74/23 MÜ'MİNÛN SÛRESİ, İLK VE SON ÂYETLERİ (2) PDF 
Pazar, 25 Aralık 2022 00:00

74/23 MÜ'MİNÛN SÛRESİ, İLK VE SON ÂYETLERİ (2)

(...dünden devam)

İmam Fahreddîn Râzî, "Beni anmak için namaz kıl" âyetindeki emrin, vücub (gereklik) ifade ettiğini söylüyor. "Namazda tamamen gaflet içinde bulunan kimse, nasıl Allah'ı anmak için namaz kılmış olur?" diye soruyor. Ve bu konuda Hz. Peyğamber'in: "Namazı kendisini fuhuştan, çirkin ve kötü işlerden menetmeyen kimse, Allah'tan uzaklaşmaktan başka bir şey elde etmez" (İbn Hanbel, Zühd'de İbn Mes'ûd'dan mevkûfen; İbn Cerîr ise yine ondan merfû'an rivâyet etmiştir (Keşfû'l-hafâ: 2/277).), "Nice namaz kılan vardır ki, namazından ona yorgunluktan başka bir şey kalmaz" (İbn Hanbel. Musned: 2/373, 441, İbn Mâce, Siyâm: 21; Dârimî: Rikaka: 12.) hadislerini zikrettikten sonra Gazâlî'nin şu sözlerini naklediyor:

"Hadîslerde belirtildiği üzre namaz kılan, Rabbiyle gizli konuşur. Gaflet içinde konuşmak münâcât (gizli konuşma) değildir. Namaz zikir, kırâat, rükû', sücud ve kıyâmdan ibarettir. Zikir, Allah ile gizli konuşmadır. İnsan ya münâcât için zikreder, ya da sırf harfleri ve sesleri tekrarlamak için zikreder. Hiç kimse sırf harf ve sesleri tekrar etmiş olmak için zikretmeyi düşünmez. Çünkü gayesiz olarak harfleri tekrarlamanın bir anlamı yoktur. Demek ki insan, münâcât için zikreder. Ancak dil gönülde bulunanı söyler, söylediğini de bilinçli söylerse münâcât olur. Şimdi kişi, bilinçsiz olarak "إهْدِنَا الصِّرَاطَ الْمُسْتَقِيم: Bizi doğru yola ilet" demekle ne istemiş olur? Çünkü bir şey istediğinin farkında olmadan sırf kelimeleri tekrar etmiştir, kalbi gaflet içindedir. Bundan dolayı namazda saygı, huşû' olmayınca namaz, sırtın ve başın hareketinden ibaret kalır." (Mefâtîhu'l-ğayb: 23/78; İhyâ: 1/143)
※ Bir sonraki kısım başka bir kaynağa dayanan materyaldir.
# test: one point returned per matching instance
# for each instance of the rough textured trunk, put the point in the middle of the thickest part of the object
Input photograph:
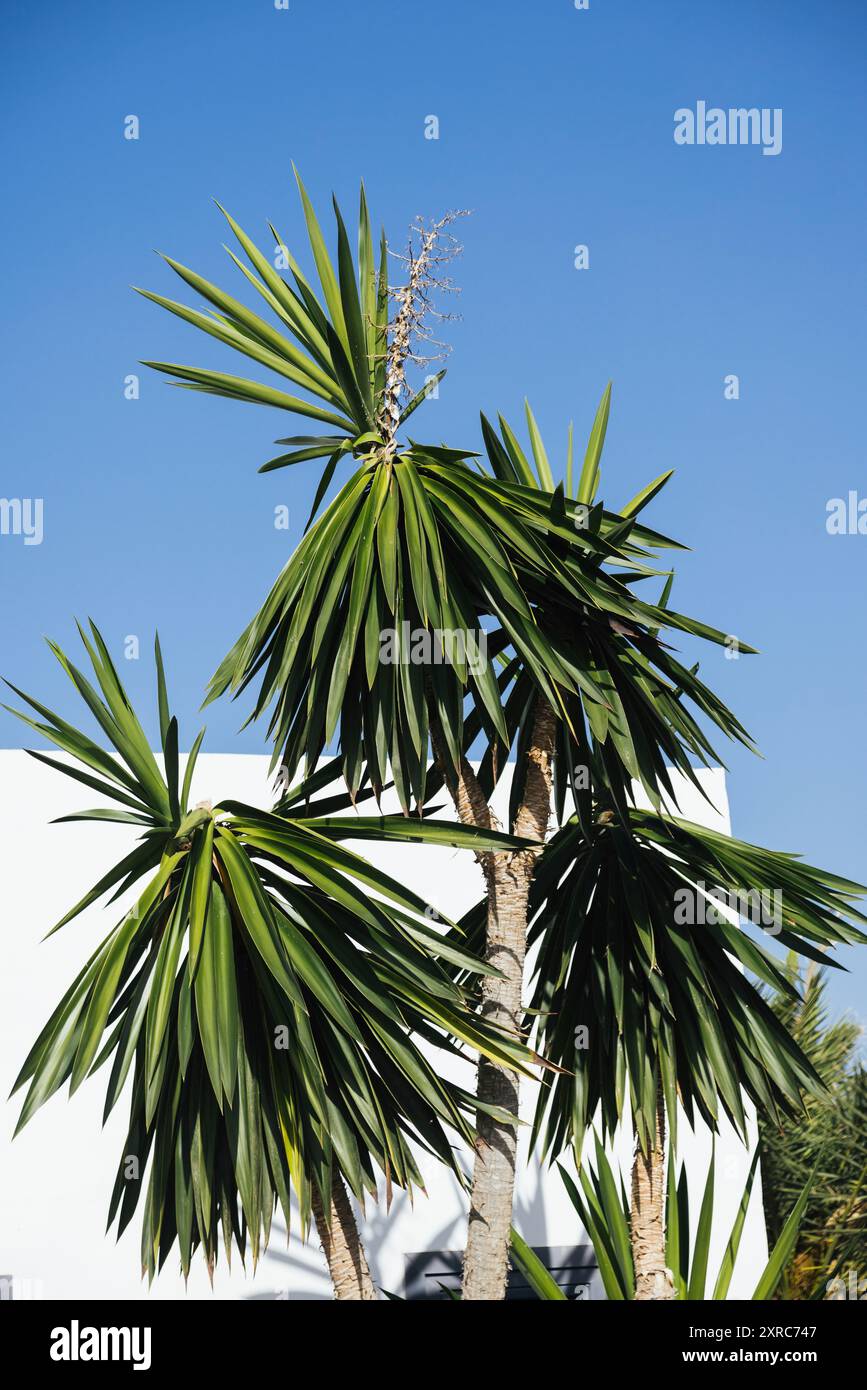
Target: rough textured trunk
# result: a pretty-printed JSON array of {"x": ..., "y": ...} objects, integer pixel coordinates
[
  {"x": 342, "y": 1244},
  {"x": 648, "y": 1215},
  {"x": 507, "y": 879}
]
İşte namazın esası huşû' olduğundan dolayı yüce Allah, önce mü'minlerin, namazı huşû' ile kıldıklarını ve sonra da namazlarına devam edip onu hiç bırakmadıklarını bildiriyor. Çünkü huşû'suz namazın, bir önem ve anlamı yoktur.

Lağv: Her türlü boş, saçma söz ve işlerdir. İşte mü'minler böyle boş lâflarla vakit geçirmezler. "Onlar ki yalana şâhidlik etmezler (yalan konu­şulan yerlerde bulunmazlar), boş lâf(konuşanlar)a rastladıklarında vekar ile (oradan) geçip giderler" (Furkan: 72) âyetinde belirtildiği üzere bu türlü boş lâflara dalanlara rastlayınca onlarla beraber lâfa dalmaz, böyle söz ve işlere iltifat etmezler.